Appelé sous les drapeaux en janvier 1916, il est affecté successivement à quatre régiments d'infanterie puis au 1er Groupe d'Aviation. Très gravement gazé (ypérite) en juillet 1918, il perd la vue et est démobilisé en mars 1920. Président de l'Union des Aveugles de Guerre pour le département de la Savoie, Louis Finet est particulièrement atteint par la débâcle puis l'armistice de juin 1940. Il entend l'Appel du général de Gaulle et y souscrit immédiatement. Cherchant les moyens de se rendre utile, il prend contact dès 1941 avec des camarades à l'occasion de différentes manifestations d'anciens combattants dans la région de Chambéry. Il commence par diffuser des tracts d'appel à la Résistance. Malgré son handicap, il devient en octobre 1943 agent du réseau de renseignements « Coty ». Il est immatriculé à Londres au 2ème Bureau (renseignements), au Bureau Central de Renseignements et d'Action (BCRA) sous le n° 08 815. La maison de Louis Finet devient le PC du réseau et en abrite également le responsable, pour la ville de Chambéry, Georges Oreel alias Bernard. Ce dernier charge Louis Finet de différentes missions de liaison à Lyon et Grenoble, qu'il accomplit avec sa femme ou son fils (recherche de "boîtes aux lettres", transport de plis urgents). Il remplit également une mission de renseignements sur le dispositif allemand du plateau des Glières en obtenant une autorisation spéciale du ministère de l’Intérieur (l'accès au plateau étant interdit) de rencontrer le préfet de Haute-Savoie sous le prétexte d'obtenir des bons de ravitaillement pour ses camarades aveugles de guerre. Ayant obtenu le laisser-passer, il recueille en quelques semaines des renseignements précis sur les effectifs allemands et l'emplacement des pièces d'artillerie. Le 30 mai 1944 la Gestapo fait une descente à quelques pas de son domicile où se trouve le bureau des dactylos du réseau, également lieu de rendez-vous des agents de liaison. Sept personnes - dont Bernard - sont arrêtées. Quatre d'entre elles seront fusillées et les autres déportées. Prévenu par une voisine, Louis Finet quitte immédiatement les lieux avec sa famille, mettant à l'abri les archives et toute la comptabilité concernant l'activité du réseau ainsi qu'une machine à décoder. Lorsque les Allemands, quelques heures plus tard, se présentent chez lui, ils trouvent porte close. Avec sa famille, il reste caché en montagne jusqu'à la libération de Chambéry le 23 août 1944.

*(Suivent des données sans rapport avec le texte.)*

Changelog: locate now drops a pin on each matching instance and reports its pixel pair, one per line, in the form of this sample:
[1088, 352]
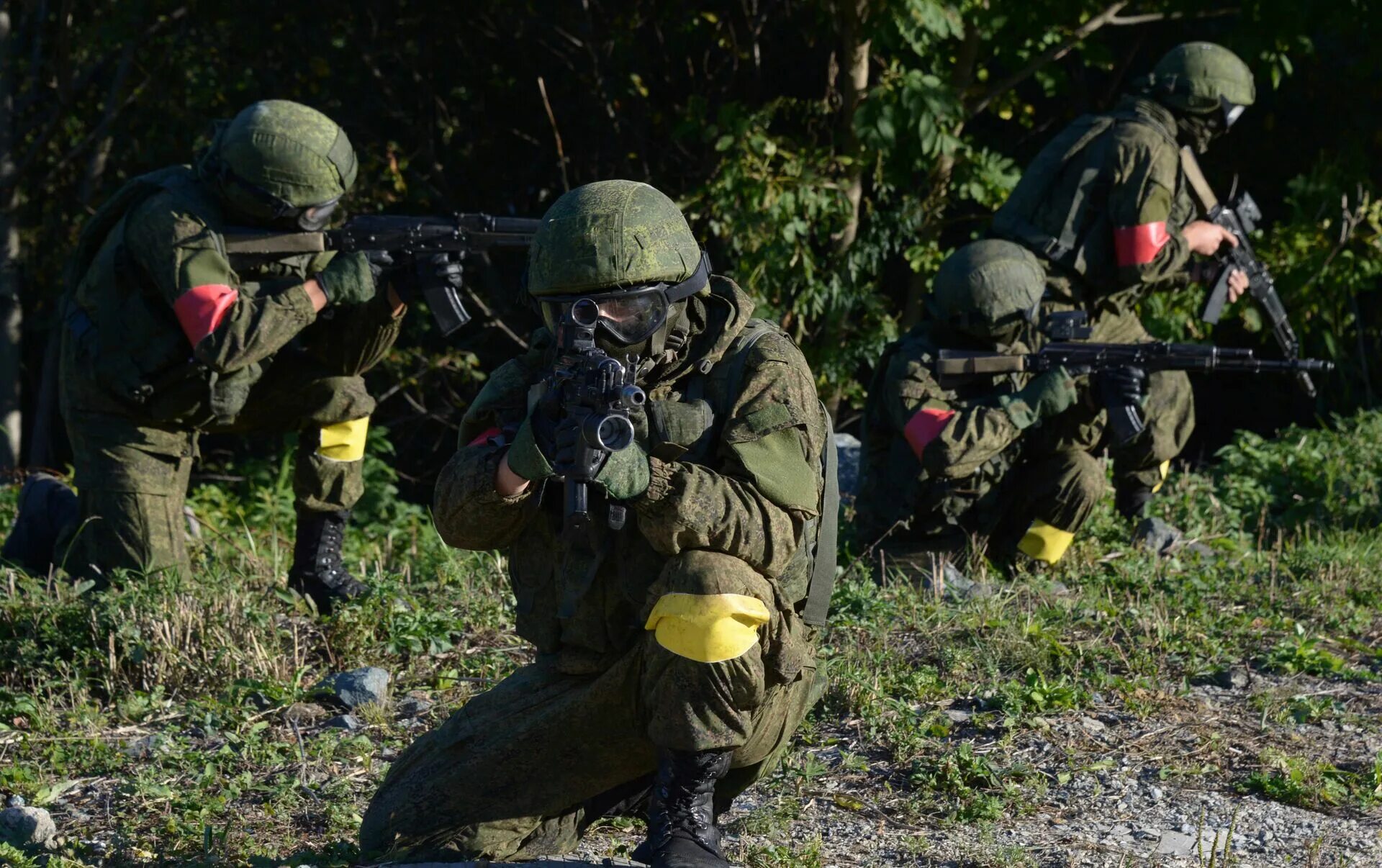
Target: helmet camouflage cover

Il poursuit après la guerre ses activités de Président de l'Union des Aveugles de Guerre des sections de Savoie, Haute-Savoie et de l'Ain. La Croix de la Libération lui est remise lors d'une prise d'armes le 14 juillet 1946 à Chambéry. Louis Finet est décédé le 22 juillet 1976 à Moutiers en Savoie. Il a été inhumé au cimetière de Charrière-Neuve à Chambéry.
Officier de la Légion d'Honneur.
Compagnon de la Libération - décret du 17 novembre 1945.
Médaille Militaire. Croix de Guerre 14/18.
Médaille de la Résistance
Croix du Mérite Combattant 14/18
Croix du Combattant Volontaire de la Résistance.